1. Because finding nodal points, etc. is a pain, and because pano rigs tend to be big and cumbersome to set up.
2. Because sometimes the stitching process for a spherical pano just fails and you can't put the image together. I've never had a shifted pano fail to stitch.
3. Because you can't easily use filters with a spherical pano, since the lens moves. When doing a shifted pano, you can use graduated ND filters (useful if there's a moving object in one part of the scene) and polarisers.
4. Because, even if the centre of a prime is sharper than the corners of a tilt-shift lens, the distortion induced by correcting the spherical pano into a rectilinear projection will make the corners of the final image worse than the corners of a shifted image, when you're dealing with the wider focal lengths.
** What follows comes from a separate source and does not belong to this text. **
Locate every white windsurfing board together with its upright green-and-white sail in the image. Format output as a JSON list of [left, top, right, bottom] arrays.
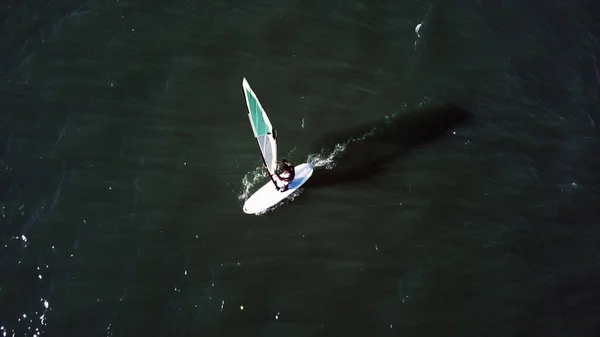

1. Euh not really. Finding the nodal point of a lens is a simple process performed only once. Pano heads are a bit bulky, but the good ones fold into a compact package. By the way the pano above was done without a pano head, not that I would recommend this as a best practise,
2. Never happened to me after thousands of spherical panos, not a single time. When using pano heads I also don't remember many occurences where blending issues occured, just a few with sea scenes at fast shutter speeds (zero issues when using slow shutter speeds obviously),
3. I can relate to what you are saying only for neutral grads if you do multi-rows panos... but I don't see any need for those filters in the first place with modern cameras like the D800. PL is not an issue, at least no more than with other wide angle options (meaning mostly a bad idea). But spherical pano has major advantages with flare control when using filters since the longer lens you are using typically have more protective hoods, this is also a major value when shooting in the rain for example,
4. Not with modern software like PT gui. There is of course an angular coverage beyond which a planar projection becomes impossible, but the information available on the faceted surface of the sphere of a mosaic stitch is not significantly less in the corners vs the center compared to the mosaic after projection on a plane. What is less, of course, is the amount of pixels available to cover the same angular section of the scene in the corners vs the center... but that is exactly the same with a single lens. If you haven't I encourage you to do this test by yourself, a 24mm is a good candidate.
So, I am sorry, but I am still not convinced.